The title above does not refer to the EU (viz. the Buttiglione affair) nor is it a lament for CINO institutions that no longer, as a rule, employ Catholics. (The following tagline to a job ad is typical "As a Catholic foundation, the College actively encourages applications from diverse cultural and faith communities".)
Rather I'm talking about this group, which on the face of it has neither a need nor any conceivable reason to include Catholics. After all they are commemorating the publication of the "Authorised Version" of the Bible, sometimes referred to as the King James Bible. This was specifically intended to be a Bible for Protestants, whether Anglican or Presbyterian, and thus definitely not for the benefit of the benighted Papists. Unless, of course, you consider it a benefit that they un-pape themselves and become good Calvinists, or Lutherans or Cranmerians or whatever.

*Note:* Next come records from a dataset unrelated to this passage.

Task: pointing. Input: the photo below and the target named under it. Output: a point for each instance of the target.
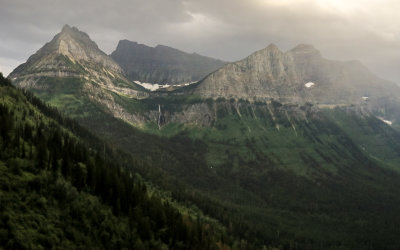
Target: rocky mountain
(299, 75)
(265, 160)
(162, 64)
(73, 72)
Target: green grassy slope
(62, 188)
(308, 183)
(265, 172)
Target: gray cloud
(368, 30)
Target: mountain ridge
(272, 74)
(162, 64)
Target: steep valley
(284, 149)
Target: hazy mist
(366, 30)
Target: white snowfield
(309, 84)
(155, 86)
(385, 121)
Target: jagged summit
(71, 51)
(71, 54)
(297, 76)
(162, 64)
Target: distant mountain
(72, 72)
(264, 159)
(297, 76)
(162, 64)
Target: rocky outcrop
(162, 64)
(299, 75)
(72, 54)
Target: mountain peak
(272, 46)
(305, 49)
(75, 46)
(162, 64)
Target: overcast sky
(367, 30)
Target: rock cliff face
(162, 64)
(297, 76)
(72, 54)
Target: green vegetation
(269, 174)
(62, 188)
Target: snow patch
(386, 121)
(149, 86)
(155, 86)
(309, 84)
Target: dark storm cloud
(368, 30)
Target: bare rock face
(72, 54)
(299, 75)
(162, 64)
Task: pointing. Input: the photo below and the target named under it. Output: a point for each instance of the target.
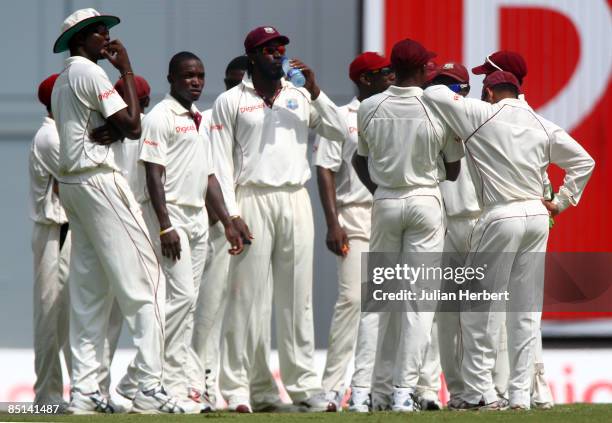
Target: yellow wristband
(165, 231)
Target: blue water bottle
(295, 76)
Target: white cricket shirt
(338, 157)
(254, 144)
(170, 139)
(403, 140)
(126, 157)
(511, 147)
(83, 97)
(45, 207)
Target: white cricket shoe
(91, 403)
(157, 401)
(239, 405)
(334, 401)
(360, 400)
(381, 402)
(541, 397)
(403, 400)
(314, 404)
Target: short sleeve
(101, 94)
(328, 154)
(154, 139)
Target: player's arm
(126, 121)
(170, 240)
(360, 163)
(235, 234)
(453, 150)
(566, 153)
(328, 160)
(336, 239)
(462, 115)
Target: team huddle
(191, 226)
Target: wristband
(167, 230)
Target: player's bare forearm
(155, 187)
(327, 192)
(215, 201)
(360, 164)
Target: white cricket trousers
(51, 305)
(112, 256)
(280, 219)
(355, 220)
(208, 323)
(183, 278)
(412, 224)
(456, 244)
(507, 238)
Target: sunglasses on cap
(281, 49)
(383, 71)
(458, 87)
(489, 61)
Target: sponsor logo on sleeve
(106, 94)
(292, 104)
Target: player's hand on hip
(337, 240)
(552, 208)
(235, 240)
(243, 230)
(171, 245)
(105, 134)
(117, 55)
(311, 83)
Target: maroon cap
(142, 87)
(410, 54)
(45, 89)
(262, 35)
(500, 77)
(431, 71)
(503, 60)
(456, 71)
(365, 62)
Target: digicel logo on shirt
(247, 109)
(185, 129)
(106, 94)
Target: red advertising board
(568, 48)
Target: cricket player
(347, 205)
(541, 396)
(511, 148)
(126, 157)
(112, 255)
(260, 140)
(179, 178)
(211, 306)
(400, 144)
(462, 211)
(51, 251)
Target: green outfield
(582, 413)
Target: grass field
(583, 413)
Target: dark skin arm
(125, 121)
(336, 240)
(360, 163)
(170, 241)
(234, 233)
(452, 170)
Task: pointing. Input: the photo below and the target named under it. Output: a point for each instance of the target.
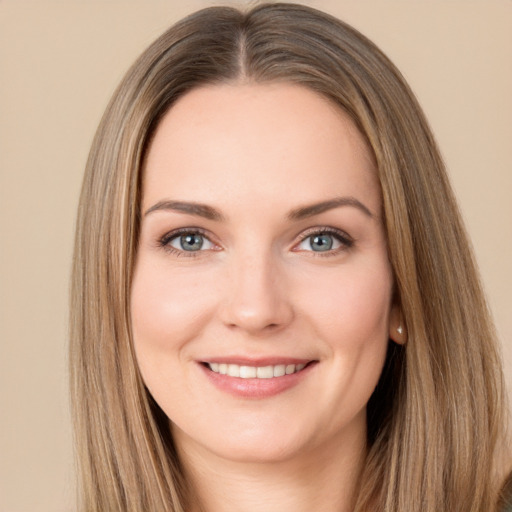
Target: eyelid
(343, 237)
(164, 241)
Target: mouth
(248, 378)
(256, 372)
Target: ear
(397, 330)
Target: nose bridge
(256, 298)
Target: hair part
(437, 415)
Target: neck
(325, 478)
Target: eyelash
(345, 240)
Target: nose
(256, 299)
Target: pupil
(191, 242)
(322, 242)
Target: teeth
(255, 372)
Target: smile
(255, 372)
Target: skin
(259, 287)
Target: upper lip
(256, 361)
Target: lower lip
(256, 388)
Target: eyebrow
(201, 210)
(302, 212)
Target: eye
(325, 241)
(186, 241)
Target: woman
(274, 301)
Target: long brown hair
(438, 412)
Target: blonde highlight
(438, 415)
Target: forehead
(256, 141)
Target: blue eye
(190, 241)
(321, 242)
(325, 241)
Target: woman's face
(263, 255)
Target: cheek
(167, 310)
(351, 306)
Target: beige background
(59, 62)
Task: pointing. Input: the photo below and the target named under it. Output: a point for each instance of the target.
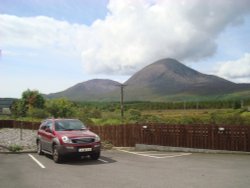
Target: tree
(60, 107)
(33, 99)
(30, 99)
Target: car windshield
(69, 125)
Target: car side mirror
(48, 130)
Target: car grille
(83, 140)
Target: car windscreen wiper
(69, 129)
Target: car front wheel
(39, 148)
(95, 156)
(56, 155)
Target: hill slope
(87, 91)
(166, 79)
(169, 77)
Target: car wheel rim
(55, 154)
(38, 148)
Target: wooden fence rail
(234, 138)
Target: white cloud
(238, 70)
(133, 34)
(136, 33)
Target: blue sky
(50, 45)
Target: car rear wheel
(56, 155)
(39, 148)
(95, 156)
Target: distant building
(5, 105)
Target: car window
(43, 126)
(63, 125)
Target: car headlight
(65, 139)
(97, 138)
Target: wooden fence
(234, 138)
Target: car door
(48, 137)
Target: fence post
(21, 131)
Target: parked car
(60, 137)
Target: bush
(37, 113)
(15, 148)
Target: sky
(51, 45)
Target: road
(119, 169)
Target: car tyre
(39, 148)
(56, 155)
(95, 156)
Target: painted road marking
(102, 160)
(38, 162)
(156, 155)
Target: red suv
(59, 137)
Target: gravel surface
(15, 138)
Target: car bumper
(79, 149)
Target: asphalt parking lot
(122, 168)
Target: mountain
(166, 79)
(87, 91)
(170, 77)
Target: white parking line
(102, 160)
(153, 155)
(38, 162)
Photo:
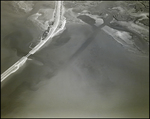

Well, that's not my gripe. Commemorating the KJV is no harm at all, even in strictly cultural terms. The KJV & Shakespeare are after all at the roots of the English language as we know it; in order to know it better, we need to know those sources better. I will go even further (in a dangerously ecumenical direction) and say that those who meant to put the Bible in the hands of ordinary Christians did well to do so. Their versions & footnotes I leave to another day's discussion. My complaint instead is with the complete omission of any mention of Catholicism or Catholic biblical scholarship altogether. The Authorised Version of 1611 is heavily dependent on the Tyndale New Testament; this much is a truism. What is in equally little doubt is that it has an equal if not greater debt to the Latin Vulgate, which was the Bible read by every educated person for a thousand years before then and for some centuries after. Moreover, the English translations sponsored by the Catholic Church predate the 1611 KJV by a year for the Old Testament and 29 years for the New! The history of the Bible in English on the 2011 Trust's website mentions none of this. Even more galling is their appropriation of figures doubtfully Christian as "Bible Heroes", while implying that J. R. R. Tolkien was some sort of Protestant! (For example, they have Tolkien "going to church" almost daily rather than attending Mass, and even "assisting in translating the Bible" while glossing over the fact that it was the specifically Catholic Jerusalem Bible that he worked on.)
Marking the 400th Year of the KJV is a very worthy thing but to do so by selectively ignoring salient facts, omitting chunks of relevant context and claiming as your own those who were not is a bit much. The 2011 Trust gets full marks for enthusiasm but scrapes a Third for fairness.